Me for posing a question about a dubious statement, or him for actually believing it? I knew (see OP) there would be some posts that contained no factual content and plenty of sarcasm, I just hoped someone might have heard of this crap before.

We’ll see.

I’m sorry if you interpreted my post as meaning I thought you believed him. The only person I was being derisive toward was your friend with the ridiculous idea.

That said, it’s such a ludicrous notion that if he’s the kind of person who’d believe it and try to argue it, I doubt that calm reasoned evidence is going to carry any weight with him.

I have been googling around and the only page I’ve yet found that mentions this myth is this one. I can’t vouch for its legitimacy as a source but it’s coded with such nice bright radioactive colors, your friend might actually pay attention.
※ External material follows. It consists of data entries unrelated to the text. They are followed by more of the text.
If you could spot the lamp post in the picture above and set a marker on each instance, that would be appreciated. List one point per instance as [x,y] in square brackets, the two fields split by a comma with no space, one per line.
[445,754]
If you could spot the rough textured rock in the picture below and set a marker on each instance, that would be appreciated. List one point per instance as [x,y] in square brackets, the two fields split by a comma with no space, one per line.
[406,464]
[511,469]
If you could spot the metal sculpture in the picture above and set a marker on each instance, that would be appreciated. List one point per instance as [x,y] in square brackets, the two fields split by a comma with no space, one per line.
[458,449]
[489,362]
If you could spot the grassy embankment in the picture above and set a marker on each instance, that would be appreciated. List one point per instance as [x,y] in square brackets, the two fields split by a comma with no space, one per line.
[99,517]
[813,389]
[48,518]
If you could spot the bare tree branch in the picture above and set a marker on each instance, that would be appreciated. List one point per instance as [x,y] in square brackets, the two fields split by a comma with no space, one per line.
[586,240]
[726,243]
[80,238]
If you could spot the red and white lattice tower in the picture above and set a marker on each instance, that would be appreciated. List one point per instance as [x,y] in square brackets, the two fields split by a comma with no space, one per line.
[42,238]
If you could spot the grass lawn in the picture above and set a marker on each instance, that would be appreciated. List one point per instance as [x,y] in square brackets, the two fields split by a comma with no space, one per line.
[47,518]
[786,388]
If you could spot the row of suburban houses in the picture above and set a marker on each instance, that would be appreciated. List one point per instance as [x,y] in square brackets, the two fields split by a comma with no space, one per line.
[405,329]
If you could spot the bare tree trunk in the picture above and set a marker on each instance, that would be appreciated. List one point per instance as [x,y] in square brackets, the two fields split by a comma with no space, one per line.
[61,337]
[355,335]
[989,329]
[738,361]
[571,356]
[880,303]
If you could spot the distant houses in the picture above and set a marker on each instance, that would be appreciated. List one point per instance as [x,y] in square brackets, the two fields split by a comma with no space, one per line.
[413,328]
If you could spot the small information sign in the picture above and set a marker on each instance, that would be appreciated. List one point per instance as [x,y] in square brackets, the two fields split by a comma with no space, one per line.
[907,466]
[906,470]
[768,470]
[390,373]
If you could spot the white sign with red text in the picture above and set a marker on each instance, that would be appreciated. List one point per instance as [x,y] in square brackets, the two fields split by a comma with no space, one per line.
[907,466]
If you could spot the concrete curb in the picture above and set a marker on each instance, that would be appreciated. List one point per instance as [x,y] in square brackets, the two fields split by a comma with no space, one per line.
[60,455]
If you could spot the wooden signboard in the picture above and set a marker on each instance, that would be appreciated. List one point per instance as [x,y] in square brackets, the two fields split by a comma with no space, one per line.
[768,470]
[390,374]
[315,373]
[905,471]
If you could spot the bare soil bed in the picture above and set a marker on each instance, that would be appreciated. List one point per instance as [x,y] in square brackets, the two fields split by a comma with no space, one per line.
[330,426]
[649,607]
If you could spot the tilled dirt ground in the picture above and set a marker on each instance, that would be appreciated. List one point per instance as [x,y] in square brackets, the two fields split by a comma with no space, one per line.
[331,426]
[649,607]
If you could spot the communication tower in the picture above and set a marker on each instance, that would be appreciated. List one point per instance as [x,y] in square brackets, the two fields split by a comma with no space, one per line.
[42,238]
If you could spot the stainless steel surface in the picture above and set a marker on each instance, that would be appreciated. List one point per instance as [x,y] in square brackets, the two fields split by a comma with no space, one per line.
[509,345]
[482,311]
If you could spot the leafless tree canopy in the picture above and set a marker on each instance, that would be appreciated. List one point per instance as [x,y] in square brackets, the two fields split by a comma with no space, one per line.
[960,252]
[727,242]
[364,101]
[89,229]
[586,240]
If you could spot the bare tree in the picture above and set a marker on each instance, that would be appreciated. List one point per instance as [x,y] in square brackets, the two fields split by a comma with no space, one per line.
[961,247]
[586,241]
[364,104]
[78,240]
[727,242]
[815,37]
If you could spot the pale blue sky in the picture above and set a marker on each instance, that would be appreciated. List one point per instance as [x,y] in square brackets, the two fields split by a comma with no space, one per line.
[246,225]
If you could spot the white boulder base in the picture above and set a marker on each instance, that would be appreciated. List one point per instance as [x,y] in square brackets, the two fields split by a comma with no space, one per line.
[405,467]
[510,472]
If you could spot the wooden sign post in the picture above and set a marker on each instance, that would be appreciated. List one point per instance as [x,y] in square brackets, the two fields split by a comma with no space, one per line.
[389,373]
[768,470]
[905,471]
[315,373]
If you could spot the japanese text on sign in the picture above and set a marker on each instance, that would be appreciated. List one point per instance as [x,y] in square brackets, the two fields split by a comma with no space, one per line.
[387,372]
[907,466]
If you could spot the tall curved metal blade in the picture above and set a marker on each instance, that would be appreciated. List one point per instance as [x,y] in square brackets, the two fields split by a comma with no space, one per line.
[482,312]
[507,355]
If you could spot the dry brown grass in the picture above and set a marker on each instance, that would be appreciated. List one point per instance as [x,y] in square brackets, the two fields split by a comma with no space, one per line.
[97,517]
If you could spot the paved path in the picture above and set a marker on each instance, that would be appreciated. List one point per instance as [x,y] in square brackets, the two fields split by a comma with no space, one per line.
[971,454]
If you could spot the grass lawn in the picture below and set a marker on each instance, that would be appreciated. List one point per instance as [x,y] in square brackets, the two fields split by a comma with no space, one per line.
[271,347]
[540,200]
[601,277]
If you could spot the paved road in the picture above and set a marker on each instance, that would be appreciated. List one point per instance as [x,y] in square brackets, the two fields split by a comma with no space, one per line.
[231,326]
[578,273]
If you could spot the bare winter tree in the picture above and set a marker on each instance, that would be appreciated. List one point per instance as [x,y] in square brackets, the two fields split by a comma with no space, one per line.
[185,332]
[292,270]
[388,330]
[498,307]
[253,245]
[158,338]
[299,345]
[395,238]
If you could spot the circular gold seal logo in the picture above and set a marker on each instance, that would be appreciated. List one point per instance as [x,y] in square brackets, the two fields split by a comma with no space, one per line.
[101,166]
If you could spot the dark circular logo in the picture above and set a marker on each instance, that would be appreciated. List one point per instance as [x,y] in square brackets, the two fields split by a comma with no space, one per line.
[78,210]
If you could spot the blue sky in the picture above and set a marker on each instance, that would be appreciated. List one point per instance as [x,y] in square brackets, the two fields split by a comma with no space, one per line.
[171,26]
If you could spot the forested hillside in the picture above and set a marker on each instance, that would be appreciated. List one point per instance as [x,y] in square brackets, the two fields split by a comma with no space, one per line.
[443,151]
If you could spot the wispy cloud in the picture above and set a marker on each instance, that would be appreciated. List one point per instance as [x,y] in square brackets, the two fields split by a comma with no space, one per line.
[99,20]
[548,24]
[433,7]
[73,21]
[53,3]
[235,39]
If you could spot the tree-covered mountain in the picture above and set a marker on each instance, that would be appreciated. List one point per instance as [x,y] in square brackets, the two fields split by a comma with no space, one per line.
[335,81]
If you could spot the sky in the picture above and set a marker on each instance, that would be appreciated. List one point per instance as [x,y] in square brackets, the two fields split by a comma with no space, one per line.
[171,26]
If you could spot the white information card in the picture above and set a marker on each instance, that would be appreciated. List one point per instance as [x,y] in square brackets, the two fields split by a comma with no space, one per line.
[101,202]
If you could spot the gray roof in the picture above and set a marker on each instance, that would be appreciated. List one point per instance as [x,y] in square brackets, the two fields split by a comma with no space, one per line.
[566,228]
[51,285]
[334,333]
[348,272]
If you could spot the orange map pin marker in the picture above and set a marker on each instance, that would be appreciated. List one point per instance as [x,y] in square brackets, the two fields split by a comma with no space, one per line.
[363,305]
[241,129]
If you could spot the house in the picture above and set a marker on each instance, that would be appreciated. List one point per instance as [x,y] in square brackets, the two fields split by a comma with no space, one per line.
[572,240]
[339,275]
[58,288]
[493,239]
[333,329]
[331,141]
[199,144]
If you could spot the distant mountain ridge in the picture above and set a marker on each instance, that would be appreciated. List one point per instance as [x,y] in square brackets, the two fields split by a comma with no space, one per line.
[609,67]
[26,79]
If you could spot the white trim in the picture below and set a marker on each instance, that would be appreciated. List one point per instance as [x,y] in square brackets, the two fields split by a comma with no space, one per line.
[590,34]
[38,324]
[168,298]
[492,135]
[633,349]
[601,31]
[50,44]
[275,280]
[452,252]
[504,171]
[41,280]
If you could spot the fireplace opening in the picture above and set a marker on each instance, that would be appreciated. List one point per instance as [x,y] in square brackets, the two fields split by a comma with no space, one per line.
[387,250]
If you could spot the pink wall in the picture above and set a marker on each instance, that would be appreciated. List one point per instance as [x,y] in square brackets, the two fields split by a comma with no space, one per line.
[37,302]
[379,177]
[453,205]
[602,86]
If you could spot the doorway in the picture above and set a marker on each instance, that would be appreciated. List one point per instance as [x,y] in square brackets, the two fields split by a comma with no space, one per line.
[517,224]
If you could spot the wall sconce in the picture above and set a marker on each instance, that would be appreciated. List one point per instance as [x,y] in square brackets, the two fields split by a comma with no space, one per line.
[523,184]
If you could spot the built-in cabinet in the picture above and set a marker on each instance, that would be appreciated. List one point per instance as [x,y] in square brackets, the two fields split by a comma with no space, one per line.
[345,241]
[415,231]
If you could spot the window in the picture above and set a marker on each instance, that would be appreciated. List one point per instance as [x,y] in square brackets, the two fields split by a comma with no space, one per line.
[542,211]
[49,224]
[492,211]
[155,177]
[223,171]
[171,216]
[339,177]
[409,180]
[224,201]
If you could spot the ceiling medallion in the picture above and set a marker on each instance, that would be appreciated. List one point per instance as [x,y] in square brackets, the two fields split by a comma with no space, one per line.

Your friend has it totally backwards.

It’s not that a scream prompted by the introduction of cerumen into the vagina indicates venereal infection at all – it’s like this:

If she doesn’t react when you put semen in her ear, then in all probability she’s got the clap. It’s easy to see where the confusion comes from.

Thanks Jenaroph, that would be sufficient. Asked and answered as they say.

Oh dear… I looked this up because it came up in conversation as something my brother once told me when we were teens. I had no idea it was such a controversial subject. I will tell y’all the same thing I told him so long ago… If you feel the need to wax a girls “cooter” follow this one rule. " when in doubt don’t pull ur … Uhum… ×××× out" fill in the blank guys u know what ×××× is supposed to be lmao

Wait, what?

**Amyray, **we prefer that old threads in General Questions only be bumped to add new factual information. Since this does not, I’m closing it.